Vou te contar

Ele nuca tinha ouvido uma história quando criança. Talvez por isso mesmo tivesse se tornado avesso a livros, leitura, aulas de língua portuguesa ou qualquer coisa do gênero. Isso não porque houvesse faltado oportunidade de ter contado com as leves e animadas narrativas infantis, mas por falta de interesse mesmo. Falta de interesse dele originada do mesmo desinteresse da avó, que não tinha tempo para esses mimos.

Ser mãe e pai não é tarefa de fácil execução, ser mãe, pai e avó para aquela senhora, era algo que tomava o tempo, o pouco dinheiro e a pouca energia que tinha. Já bastava uma olhada no caderno, nas roupas, um “Deus te abençoe” e pronto. Missão cumprida. A velhinha até tentou algumas poucas vezes, contar a Ele uma pequena história, quando Ele ainda era bem pequeno, mas bastava iniciar o era uma vez e já estava dormindo.

Desta forma, já crescido, com seus dezesseis anos, não sabia e não tinha o menor interesse em saber uma história que fosse. Bastava a oportunidade e Ele já estava longe das frases, dos parágrafos, dos personagens, da fala e de todo o resto. “ Não gosto” dizia Ele com a expressão de uma criança que olha para a mesa e ao deparar-se com o jiló, se recusa a provar.

Até que, naquela sexta – feira, levantou-se cedo, arrumou-se e saiu para uma volta com os amigos, já que não haveria aula e a mesada recém- recebida precisava de um bom destino. O centro do Rio inteiro à disposição, Jota Quest para ouvir ao celular e os amigos, o dia inteiro, sem hora de retorno, ou, o retorno após as ligações da avó. Entraram em vários locais, jogaram conversa fora pela rua e após algumas horas estavam frente a um outro grupo, sentado em círculo, ali mesmo na Praça XV.

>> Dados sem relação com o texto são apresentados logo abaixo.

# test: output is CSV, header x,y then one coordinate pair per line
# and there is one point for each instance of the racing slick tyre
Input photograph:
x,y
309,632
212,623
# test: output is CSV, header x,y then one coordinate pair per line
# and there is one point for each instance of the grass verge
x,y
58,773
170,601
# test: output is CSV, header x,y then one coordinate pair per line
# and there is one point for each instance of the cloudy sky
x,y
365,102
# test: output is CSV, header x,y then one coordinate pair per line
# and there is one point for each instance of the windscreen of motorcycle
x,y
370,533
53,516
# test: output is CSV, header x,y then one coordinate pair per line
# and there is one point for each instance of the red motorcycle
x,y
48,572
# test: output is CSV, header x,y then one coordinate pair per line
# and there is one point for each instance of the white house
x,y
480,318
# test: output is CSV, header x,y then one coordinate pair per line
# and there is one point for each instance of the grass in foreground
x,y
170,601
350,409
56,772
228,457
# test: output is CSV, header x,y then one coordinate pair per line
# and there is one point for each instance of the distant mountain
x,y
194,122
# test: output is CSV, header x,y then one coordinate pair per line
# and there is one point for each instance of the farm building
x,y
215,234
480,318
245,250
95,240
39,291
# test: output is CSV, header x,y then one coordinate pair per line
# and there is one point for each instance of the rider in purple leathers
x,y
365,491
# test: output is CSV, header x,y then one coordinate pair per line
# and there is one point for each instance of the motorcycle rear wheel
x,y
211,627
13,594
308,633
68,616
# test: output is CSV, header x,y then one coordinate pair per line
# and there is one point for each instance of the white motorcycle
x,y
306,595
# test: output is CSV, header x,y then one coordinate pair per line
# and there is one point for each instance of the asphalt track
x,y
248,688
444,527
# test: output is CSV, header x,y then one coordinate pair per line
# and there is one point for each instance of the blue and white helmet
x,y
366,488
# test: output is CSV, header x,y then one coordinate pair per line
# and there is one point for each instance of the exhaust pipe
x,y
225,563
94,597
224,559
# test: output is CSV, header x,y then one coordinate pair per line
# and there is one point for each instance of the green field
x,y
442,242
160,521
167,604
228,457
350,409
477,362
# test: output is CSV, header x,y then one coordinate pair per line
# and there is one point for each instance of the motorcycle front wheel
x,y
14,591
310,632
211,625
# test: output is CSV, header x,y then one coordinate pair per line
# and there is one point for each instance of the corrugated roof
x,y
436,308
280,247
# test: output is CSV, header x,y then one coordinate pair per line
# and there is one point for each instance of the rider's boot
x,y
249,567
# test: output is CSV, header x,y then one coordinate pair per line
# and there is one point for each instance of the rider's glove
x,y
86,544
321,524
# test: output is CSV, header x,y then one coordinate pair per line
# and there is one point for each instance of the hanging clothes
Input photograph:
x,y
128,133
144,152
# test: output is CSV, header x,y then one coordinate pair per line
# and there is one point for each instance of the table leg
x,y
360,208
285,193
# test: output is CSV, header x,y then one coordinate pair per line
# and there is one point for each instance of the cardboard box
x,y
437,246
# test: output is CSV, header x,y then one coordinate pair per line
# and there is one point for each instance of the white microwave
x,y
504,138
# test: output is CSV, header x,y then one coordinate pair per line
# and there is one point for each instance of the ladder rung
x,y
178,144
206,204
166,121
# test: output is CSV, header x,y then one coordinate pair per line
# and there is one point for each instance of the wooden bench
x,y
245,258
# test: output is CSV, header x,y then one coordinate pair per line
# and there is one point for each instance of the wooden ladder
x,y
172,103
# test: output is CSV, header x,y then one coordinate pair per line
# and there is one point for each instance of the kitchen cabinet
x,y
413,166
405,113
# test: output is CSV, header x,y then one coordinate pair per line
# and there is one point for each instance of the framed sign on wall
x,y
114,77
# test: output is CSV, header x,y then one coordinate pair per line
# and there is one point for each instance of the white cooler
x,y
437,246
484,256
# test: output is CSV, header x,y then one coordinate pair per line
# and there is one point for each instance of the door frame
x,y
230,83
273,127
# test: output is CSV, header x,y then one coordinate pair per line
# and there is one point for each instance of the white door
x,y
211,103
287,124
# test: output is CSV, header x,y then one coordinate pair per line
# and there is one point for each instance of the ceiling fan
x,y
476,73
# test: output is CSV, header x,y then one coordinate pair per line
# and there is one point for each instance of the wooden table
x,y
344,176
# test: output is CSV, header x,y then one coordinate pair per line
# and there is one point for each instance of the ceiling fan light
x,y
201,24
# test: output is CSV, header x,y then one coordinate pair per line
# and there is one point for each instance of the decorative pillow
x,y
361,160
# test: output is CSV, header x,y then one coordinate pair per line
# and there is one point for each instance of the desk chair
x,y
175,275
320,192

Então, uma grande e pouco reconhecida virtude chamada curiosidade, falou mais alto, fazendo com que Ele e seus amigos se aproximassem, para saber do que tratava aquela séria e nada secreta reunião de amigos. Bastaram alguns cumprimentos e sorrisos, e o convite para que Ele e seus amigos se unissem ao grupo foi feito. Ao se aproximarem, aumentando o círculo e estendendo a conversa, perceberam logo que se tratava de uma roda de leitura, atividade habitual e semanal daqueles adolescentes.

O espanto dele e a vontade de sair à francesa eram notáveis e indiscutíveis. Quase levantou de imediato, chamando os amigos dizendo que tinha compromisso e que a atividade ficaria para a próxima oportunidade, mas a receptividade, a insistência do novo grupo e o respeito ao gosto dos amigos que queriam ficar um pouco mais, fizeram com que Ele ficasse. Calado, observando o que ocorria. Os textos eram curtos e leves, leves e fortes, contos, crônicas, finais surpreendentes e situações nas quais Ele nunca se imaginou. Ouviu cenas do seu cotidiano, leu o que nunca esperaria e sentiu-se picado pelo inseto do verbo e da canção, doente, em estado diferente do habitual.

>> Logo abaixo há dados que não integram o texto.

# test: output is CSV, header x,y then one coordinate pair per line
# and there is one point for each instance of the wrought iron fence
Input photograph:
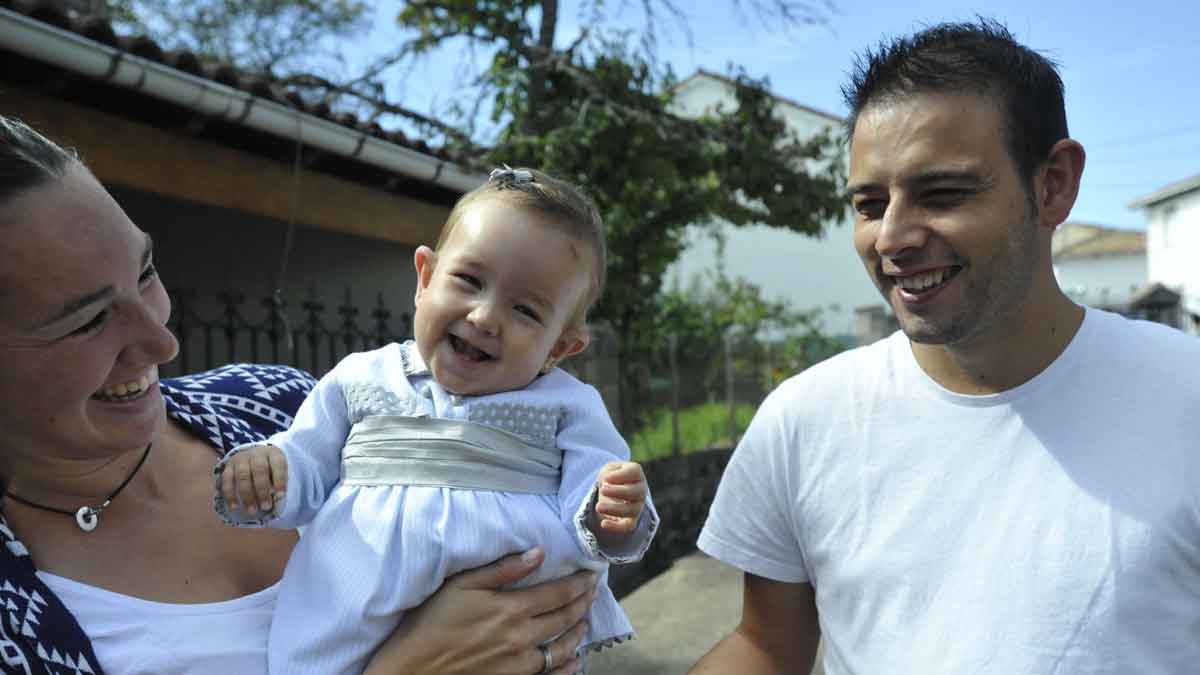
x,y
223,328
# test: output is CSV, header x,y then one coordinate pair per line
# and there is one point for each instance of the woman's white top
x,y
137,637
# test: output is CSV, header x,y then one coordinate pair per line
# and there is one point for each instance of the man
x,y
1011,484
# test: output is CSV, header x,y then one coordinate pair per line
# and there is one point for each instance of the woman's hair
x,y
28,159
565,208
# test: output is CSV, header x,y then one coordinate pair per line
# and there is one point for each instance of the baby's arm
x,y
593,451
253,478
619,502
307,458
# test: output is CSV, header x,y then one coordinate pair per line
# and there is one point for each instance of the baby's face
x,y
496,303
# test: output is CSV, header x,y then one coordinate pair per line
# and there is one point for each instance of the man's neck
x,y
1005,358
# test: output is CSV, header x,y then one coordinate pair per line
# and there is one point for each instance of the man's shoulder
x,y
1146,341
867,362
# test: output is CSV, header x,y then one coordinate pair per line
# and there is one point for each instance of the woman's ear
x,y
424,261
570,342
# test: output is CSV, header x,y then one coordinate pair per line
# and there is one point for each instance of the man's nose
x,y
900,230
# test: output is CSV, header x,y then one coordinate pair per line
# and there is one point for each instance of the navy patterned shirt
x,y
228,406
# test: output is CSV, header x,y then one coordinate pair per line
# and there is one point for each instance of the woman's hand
x,y
469,625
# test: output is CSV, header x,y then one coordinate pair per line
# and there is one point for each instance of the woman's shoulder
x,y
237,404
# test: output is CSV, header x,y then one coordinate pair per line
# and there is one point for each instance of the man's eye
x,y
93,326
529,312
870,209
945,197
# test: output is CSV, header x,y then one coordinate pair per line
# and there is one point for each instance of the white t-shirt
x,y
137,637
1054,527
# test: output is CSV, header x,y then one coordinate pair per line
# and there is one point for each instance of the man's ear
x,y
1057,183
570,342
424,261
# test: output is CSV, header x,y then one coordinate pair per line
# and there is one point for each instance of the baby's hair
x,y
565,207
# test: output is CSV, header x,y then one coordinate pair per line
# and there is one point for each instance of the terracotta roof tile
x,y
101,30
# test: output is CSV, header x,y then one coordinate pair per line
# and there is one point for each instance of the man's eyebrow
x,y
969,177
924,179
76,304
861,187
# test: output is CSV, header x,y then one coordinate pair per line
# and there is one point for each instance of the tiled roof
x,y
101,30
1074,240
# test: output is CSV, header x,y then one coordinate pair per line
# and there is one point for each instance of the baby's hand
x,y
253,477
622,496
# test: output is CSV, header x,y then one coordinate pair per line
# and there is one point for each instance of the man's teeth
x,y
126,389
922,281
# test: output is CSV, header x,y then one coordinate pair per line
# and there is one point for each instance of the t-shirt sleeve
x,y
751,520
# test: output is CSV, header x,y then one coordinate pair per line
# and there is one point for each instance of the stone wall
x,y
683,489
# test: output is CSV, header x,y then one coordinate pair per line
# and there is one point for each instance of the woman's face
x,y
82,326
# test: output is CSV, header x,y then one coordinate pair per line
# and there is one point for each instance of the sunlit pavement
x,y
678,616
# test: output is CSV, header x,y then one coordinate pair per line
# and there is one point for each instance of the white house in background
x,y
1097,266
1173,243
809,273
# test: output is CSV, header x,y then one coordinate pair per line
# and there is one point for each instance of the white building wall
x,y
1102,280
1173,242
809,273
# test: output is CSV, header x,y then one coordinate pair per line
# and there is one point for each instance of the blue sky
x,y
1131,70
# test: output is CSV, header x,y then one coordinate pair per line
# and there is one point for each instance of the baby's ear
x,y
424,261
570,342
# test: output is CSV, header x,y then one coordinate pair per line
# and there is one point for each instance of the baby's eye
x,y
529,312
468,279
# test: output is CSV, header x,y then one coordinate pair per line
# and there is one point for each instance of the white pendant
x,y
87,518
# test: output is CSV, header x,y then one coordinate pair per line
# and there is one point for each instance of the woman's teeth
x,y
125,390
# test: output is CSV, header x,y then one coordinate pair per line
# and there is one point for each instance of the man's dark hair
x,y
28,159
975,58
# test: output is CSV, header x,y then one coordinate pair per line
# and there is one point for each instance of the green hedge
x,y
700,428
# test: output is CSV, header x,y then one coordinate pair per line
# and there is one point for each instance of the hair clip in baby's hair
x,y
509,175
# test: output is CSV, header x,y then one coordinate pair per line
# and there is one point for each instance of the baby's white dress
x,y
371,551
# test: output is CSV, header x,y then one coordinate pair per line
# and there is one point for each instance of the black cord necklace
x,y
88,518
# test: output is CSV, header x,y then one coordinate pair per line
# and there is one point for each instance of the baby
x,y
415,461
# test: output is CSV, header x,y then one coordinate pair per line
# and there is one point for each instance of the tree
x,y
598,111
267,36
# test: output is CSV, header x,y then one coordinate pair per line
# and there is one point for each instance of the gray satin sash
x,y
447,453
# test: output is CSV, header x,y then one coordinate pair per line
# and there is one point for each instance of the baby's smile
x,y
468,351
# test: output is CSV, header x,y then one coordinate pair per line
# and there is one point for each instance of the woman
x,y
114,559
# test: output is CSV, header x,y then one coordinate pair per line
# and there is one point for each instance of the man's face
x,y
943,222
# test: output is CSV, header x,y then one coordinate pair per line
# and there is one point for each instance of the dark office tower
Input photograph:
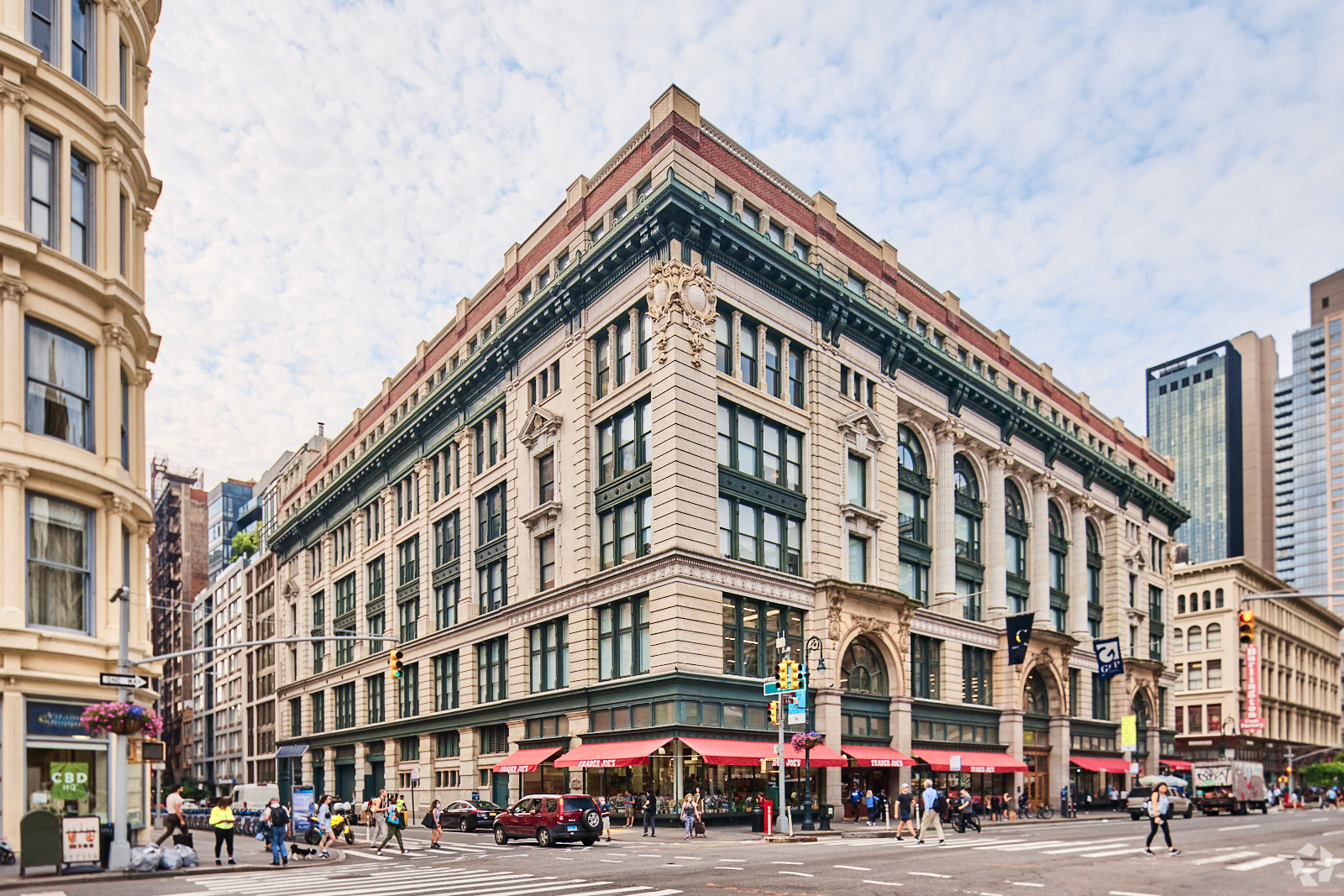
x,y
1211,411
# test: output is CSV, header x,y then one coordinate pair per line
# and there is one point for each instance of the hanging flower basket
x,y
121,719
806,741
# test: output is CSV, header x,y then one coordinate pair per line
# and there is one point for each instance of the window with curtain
x,y
60,563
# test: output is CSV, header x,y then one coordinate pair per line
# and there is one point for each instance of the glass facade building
x,y
1300,461
1195,416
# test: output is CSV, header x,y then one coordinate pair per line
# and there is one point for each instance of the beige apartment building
x,y
1299,665
76,192
696,416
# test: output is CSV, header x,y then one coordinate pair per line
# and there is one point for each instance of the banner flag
x,y
1019,633
1109,663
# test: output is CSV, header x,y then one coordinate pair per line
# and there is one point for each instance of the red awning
x,y
1099,763
878,757
974,762
750,752
617,754
522,761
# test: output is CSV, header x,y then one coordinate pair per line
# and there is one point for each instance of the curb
x,y
27,883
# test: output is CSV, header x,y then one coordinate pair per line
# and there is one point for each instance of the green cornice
x,y
675,211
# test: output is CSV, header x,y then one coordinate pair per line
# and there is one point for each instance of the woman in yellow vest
x,y
222,820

Aquela reunião acabou, a próxima roda de leitura aconteceria em uma semana e Ele despediu-se de todos pensativo, com uma pulga atrás da orelha. Pulga que pulou das páginas, dançando, para chamar-lhe a atenção. Assim, arrumou-se, e ao sentar à mesa para jantar, inquieto, olhava insistente para a avozinha já morta de sono, que olhando para Ele com mais atenção percebeu algo diferente. “ O que são esses papéis menino?” E Ele, sorridente, responde deixando de lado o prato: “ Vó, quer ouvir uma história?”